Our New Law Journal Article on the Decline of Urban America is Up on Line

Our thanks to our colleague and fellow blogger, Robert Thomas, for putting up a link to our most recent article on his blog www.inversecondemnation.com and for his kind words about our work in the most recent issue of the Michigan State Law Review.

The article is Gideon Kanner, Detroit and the Decline of Urban America, 2013 Mich. St. L. Rev. 1547 (2014). Do read it. We promise you a good read in a non-lawyerly style, and an insight into the decline (and imminent fall) of older American cities. Its point of view takes cognizance of the effects of government policies that went into effect after World War II, which is to say the policies of encouragement and financial support of a massive city-to-suburbs population move. As urban populations said “bye-bye” to older cities, they left behind abandoned city neighborhoods and general urban devastation.

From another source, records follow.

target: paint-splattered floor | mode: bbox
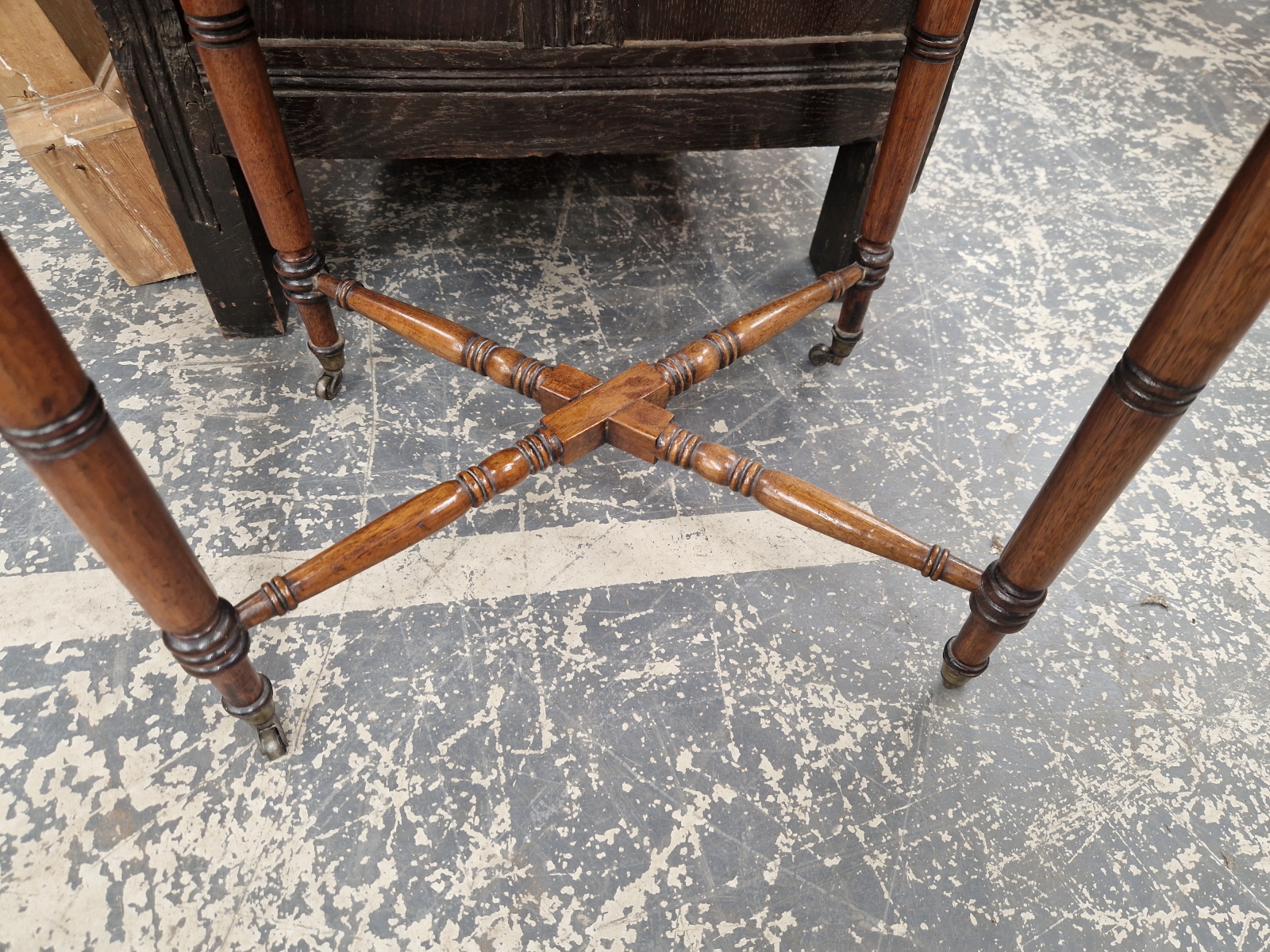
[0,0,1270,950]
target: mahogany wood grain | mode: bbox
[0,241,268,708]
[944,121,1270,687]
[315,273,568,402]
[656,423,980,592]
[183,0,343,355]
[542,363,671,465]
[811,0,974,363]
[656,264,865,396]
[237,430,564,628]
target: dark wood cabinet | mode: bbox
[95,0,970,336]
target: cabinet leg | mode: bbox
[0,241,286,759]
[183,0,344,400]
[941,127,1270,687]
[808,0,974,366]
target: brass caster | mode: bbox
[806,344,842,367]
[940,639,988,689]
[256,719,287,760]
[314,370,344,400]
[221,674,287,760]
[806,328,865,367]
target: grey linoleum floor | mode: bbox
[0,0,1270,952]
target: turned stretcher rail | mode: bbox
[656,423,982,592]
[235,430,561,628]
[237,265,960,627]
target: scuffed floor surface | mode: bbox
[0,0,1270,952]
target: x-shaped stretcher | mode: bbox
[237,265,980,628]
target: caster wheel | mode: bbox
[314,373,344,400]
[806,344,842,367]
[256,724,287,760]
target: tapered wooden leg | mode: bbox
[0,240,286,759]
[806,140,878,274]
[942,127,1270,687]
[183,0,344,400]
[808,0,974,366]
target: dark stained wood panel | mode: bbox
[244,0,916,48]
[221,34,903,159]
[618,0,916,42]
[249,0,521,43]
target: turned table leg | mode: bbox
[942,127,1270,687]
[0,233,286,759]
[808,0,974,366]
[183,0,344,400]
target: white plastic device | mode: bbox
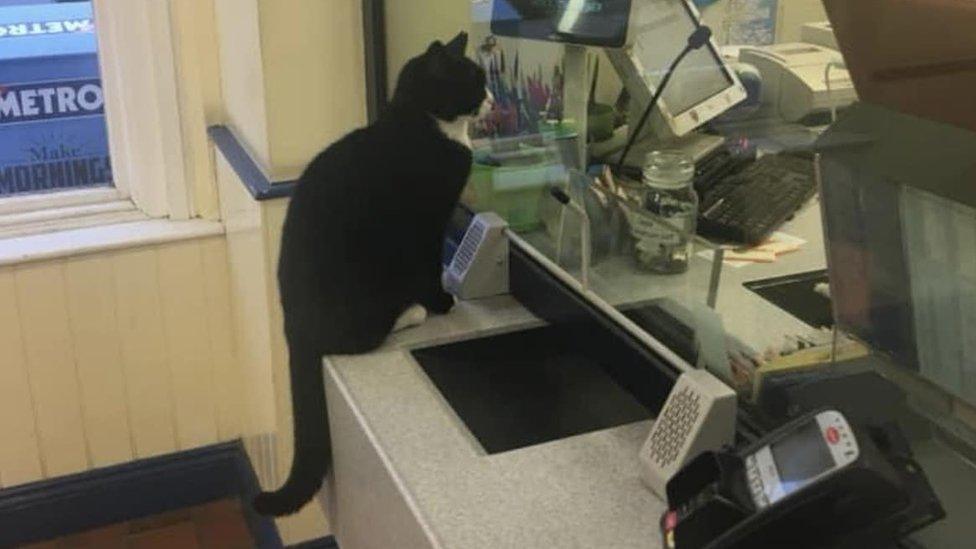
[745,410,861,509]
[739,42,857,122]
[800,21,840,50]
[443,212,508,299]
[640,370,736,499]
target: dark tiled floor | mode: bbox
[23,500,254,549]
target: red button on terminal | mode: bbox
[826,427,840,444]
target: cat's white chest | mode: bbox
[437,116,471,149]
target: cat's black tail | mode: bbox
[254,342,332,517]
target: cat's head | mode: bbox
[393,32,489,122]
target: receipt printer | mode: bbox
[661,409,945,549]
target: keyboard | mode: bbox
[695,150,817,246]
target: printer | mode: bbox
[739,42,857,122]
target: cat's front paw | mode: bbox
[424,290,454,315]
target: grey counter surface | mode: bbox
[325,296,664,549]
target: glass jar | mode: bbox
[632,151,698,274]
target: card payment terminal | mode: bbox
[661,409,945,549]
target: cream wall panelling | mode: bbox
[0,237,242,487]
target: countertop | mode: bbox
[324,296,665,549]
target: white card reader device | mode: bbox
[443,212,508,300]
[745,410,860,510]
[640,370,736,500]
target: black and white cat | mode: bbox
[254,33,490,516]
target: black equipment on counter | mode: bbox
[661,409,945,549]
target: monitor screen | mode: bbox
[632,0,734,116]
[491,0,632,48]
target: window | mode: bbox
[0,0,205,236]
[0,0,112,197]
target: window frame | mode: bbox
[0,0,194,233]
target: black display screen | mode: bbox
[491,0,632,48]
[769,419,834,494]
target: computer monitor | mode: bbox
[607,0,746,161]
[491,0,641,48]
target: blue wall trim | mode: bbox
[207,126,297,200]
[288,536,339,549]
[0,441,282,549]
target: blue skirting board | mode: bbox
[0,441,338,549]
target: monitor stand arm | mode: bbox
[563,44,590,173]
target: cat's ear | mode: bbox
[444,31,468,57]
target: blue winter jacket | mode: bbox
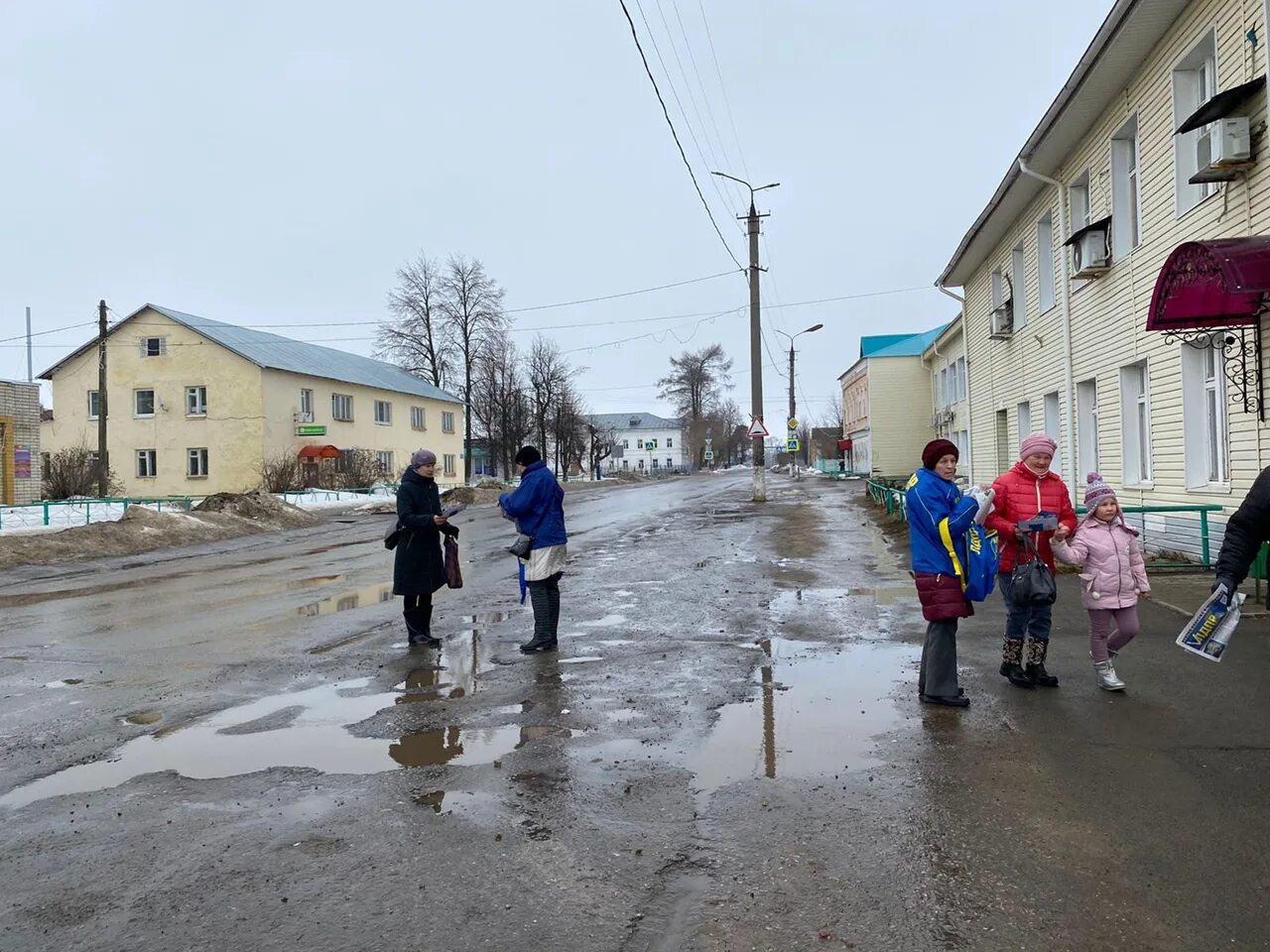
[498,459,569,548]
[904,466,979,575]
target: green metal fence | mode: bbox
[865,476,1221,568]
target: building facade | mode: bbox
[41,304,463,495]
[922,314,971,473]
[0,381,44,505]
[940,0,1270,554]
[838,325,945,476]
[586,414,686,472]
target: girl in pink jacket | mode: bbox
[1054,472,1151,690]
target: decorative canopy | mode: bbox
[300,443,343,459]
[1147,236,1270,331]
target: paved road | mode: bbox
[0,473,1270,952]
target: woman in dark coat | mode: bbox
[393,449,458,648]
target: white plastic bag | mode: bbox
[1178,591,1247,661]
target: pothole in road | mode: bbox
[0,678,566,807]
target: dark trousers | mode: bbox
[528,572,562,641]
[401,591,432,639]
[917,618,958,697]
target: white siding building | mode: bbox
[939,0,1270,565]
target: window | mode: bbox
[1111,115,1142,259]
[1076,380,1098,476]
[1183,341,1229,489]
[1067,172,1089,237]
[1174,32,1216,218]
[1120,361,1151,486]
[1036,214,1054,313]
[1045,390,1063,471]
[137,449,159,480]
[1010,248,1028,330]
[186,448,207,480]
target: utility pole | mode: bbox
[96,300,110,499]
[710,172,781,503]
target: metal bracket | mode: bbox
[1163,320,1266,422]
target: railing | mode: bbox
[0,496,193,530]
[865,476,1221,570]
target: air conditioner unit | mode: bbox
[988,300,1015,340]
[1072,228,1111,278]
[1202,115,1252,169]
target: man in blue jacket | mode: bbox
[498,447,569,654]
[904,439,979,707]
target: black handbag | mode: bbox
[1010,536,1058,608]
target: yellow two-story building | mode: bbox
[938,0,1270,554]
[41,304,464,496]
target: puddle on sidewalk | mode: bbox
[687,639,920,798]
[0,678,523,807]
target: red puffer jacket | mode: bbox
[987,462,1076,572]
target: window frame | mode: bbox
[186,447,210,480]
[186,384,207,418]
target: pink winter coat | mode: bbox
[1054,514,1151,609]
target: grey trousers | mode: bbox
[917,618,957,697]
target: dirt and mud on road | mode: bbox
[0,473,1270,952]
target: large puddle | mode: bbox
[0,678,543,807]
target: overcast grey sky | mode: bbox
[0,0,1111,418]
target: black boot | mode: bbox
[1026,639,1058,688]
[1001,639,1036,688]
[401,602,441,648]
[521,581,555,654]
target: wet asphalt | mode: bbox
[0,472,1270,952]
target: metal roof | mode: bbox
[586,414,681,430]
[938,0,1192,287]
[40,303,462,404]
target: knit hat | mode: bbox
[1084,472,1115,513]
[922,439,961,470]
[1019,432,1058,459]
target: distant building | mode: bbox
[838,325,948,476]
[0,381,42,505]
[586,414,686,472]
[35,304,463,495]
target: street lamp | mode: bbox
[772,323,825,479]
[710,172,781,503]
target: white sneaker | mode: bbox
[1093,658,1125,690]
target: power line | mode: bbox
[617,0,744,271]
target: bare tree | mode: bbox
[439,255,509,482]
[375,253,454,387]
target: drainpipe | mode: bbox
[1019,159,1077,505]
[935,282,975,484]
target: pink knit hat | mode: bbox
[1019,432,1058,459]
[1084,472,1115,513]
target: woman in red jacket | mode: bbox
[987,432,1076,688]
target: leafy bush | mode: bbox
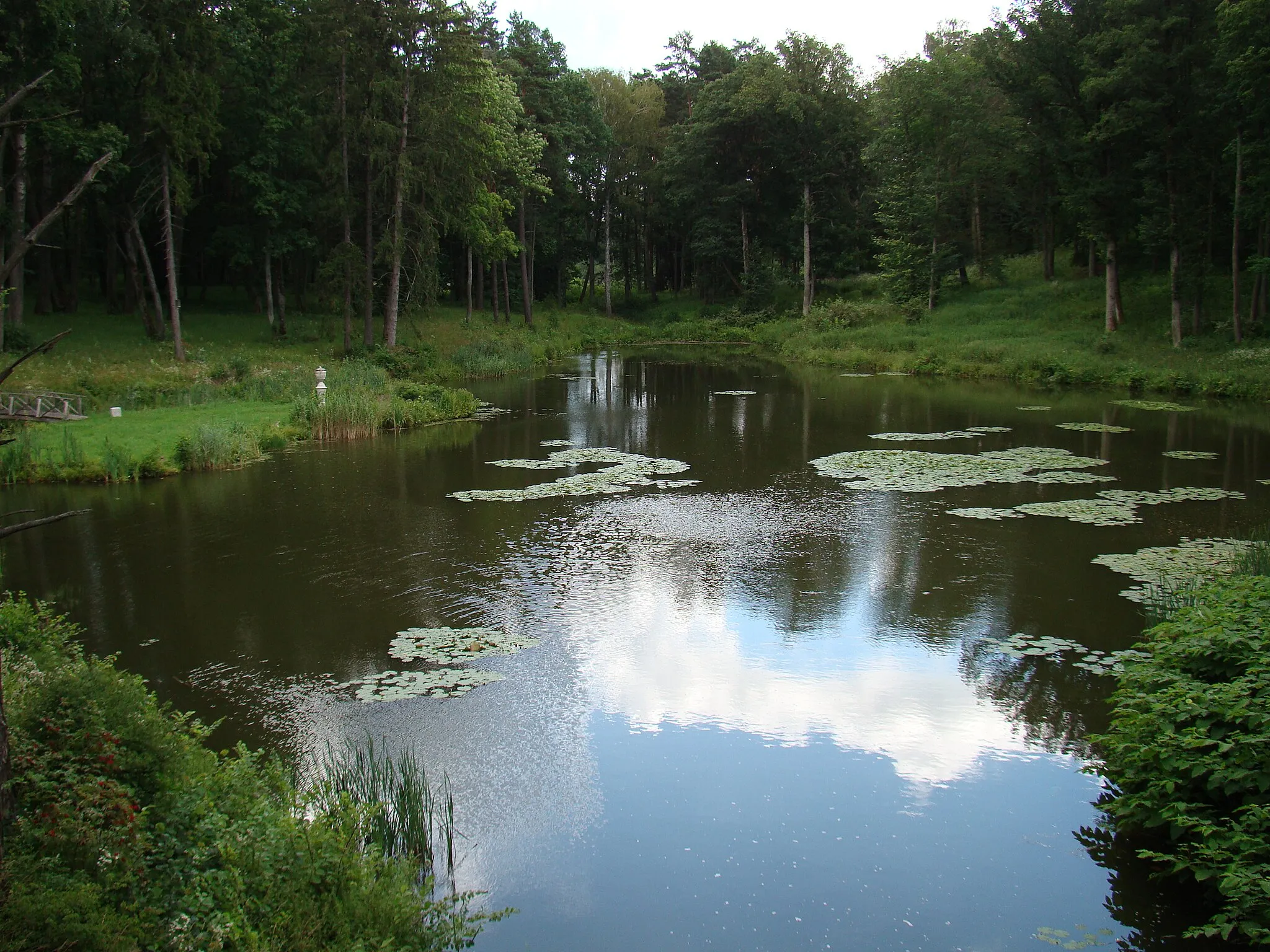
[0,596,502,952]
[1093,576,1270,945]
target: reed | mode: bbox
[311,736,455,891]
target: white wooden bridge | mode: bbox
[0,390,85,421]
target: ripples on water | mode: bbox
[5,354,1270,952]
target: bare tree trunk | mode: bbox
[1231,134,1243,344]
[515,195,533,326]
[383,73,411,346]
[464,245,473,324]
[132,213,165,340]
[339,50,353,354]
[362,156,375,346]
[5,126,27,327]
[162,150,185,362]
[503,258,512,324]
[605,182,613,317]
[802,182,812,317]
[264,252,273,330]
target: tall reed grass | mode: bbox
[313,738,455,891]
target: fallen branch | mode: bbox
[0,152,114,284]
[0,509,89,538]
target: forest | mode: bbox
[0,0,1270,361]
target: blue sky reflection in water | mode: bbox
[5,349,1270,952]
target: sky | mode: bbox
[499,0,1006,76]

Government-inspired and government-financed urban policies, such as urban redevelopment, and the construction of urban freeways, as well as the familiar litany of urban misgovernance and profligacy (e.g., bad, unsafe schools, generous but unfunded pensions, and rising crime, particularly in the 1970s) that are rarely considered in the conventional wisdom of “new urbanists” who, have executed an about-face (as compared with what they touted a half century ago), and who are now touting a yet-to-be-realized “return to the cities,” a phrase used to conjure up the unlikely vision of suburban populations abandoning their good life in the suburbs, and moving to more-or-less decrepit cities — a process that consists largely of a trickle of older boomer “empty nesters” who sold their pricy suburban homes for a bundle and are moving into “hip” city neighborhoods, and childless millenials.

If you are skeptical of what we say here, and in our article, go to Google, type in “ruins of Detroit,” hit “enter,” and see what shows up on the screen. And remember, Detroit may present us with probably the worst-case scenario, but it is not unique, even if it is the leading American urban basket case.

To get an idea (not ours, but the Establishment’s) of what the government promised, read the cover story of TIME magazine of November 6, 1964, THE CITY: Under the Knife, or All For Their Own Good, at p. 60. Then compare it with what it delivered. See what TIME had to say about that a half-century later. Daniel Okrent, Notown: Hubris, Racial Tension, Myopic Politicians and the Woeful Auto Industry Brought this Iconic American City to Its Knees, TIME, October 5, 2009, at p. 26, (cover story), and see the cover story of TIME of August 5, 2013, Is Your City Next? at p. 22, at 27, revisiting the Detroit calamity, and spotlighting Fresno, North Las Vegas, New Orleans, Philadelphia and Birmingham as the nation’s misgovernance “hot spots,” noting that there have been 36 municipal bankruptcy filings since 2010. Res ipsa loquitur.

We can’t resist asking: So how is that “urban renewal” thing working out for those guys? Renewed any cities lately?

 Anyway, whether you agree or disagree with what we say in our article do read it with an open mind, and — who knows? — you may even agree with it.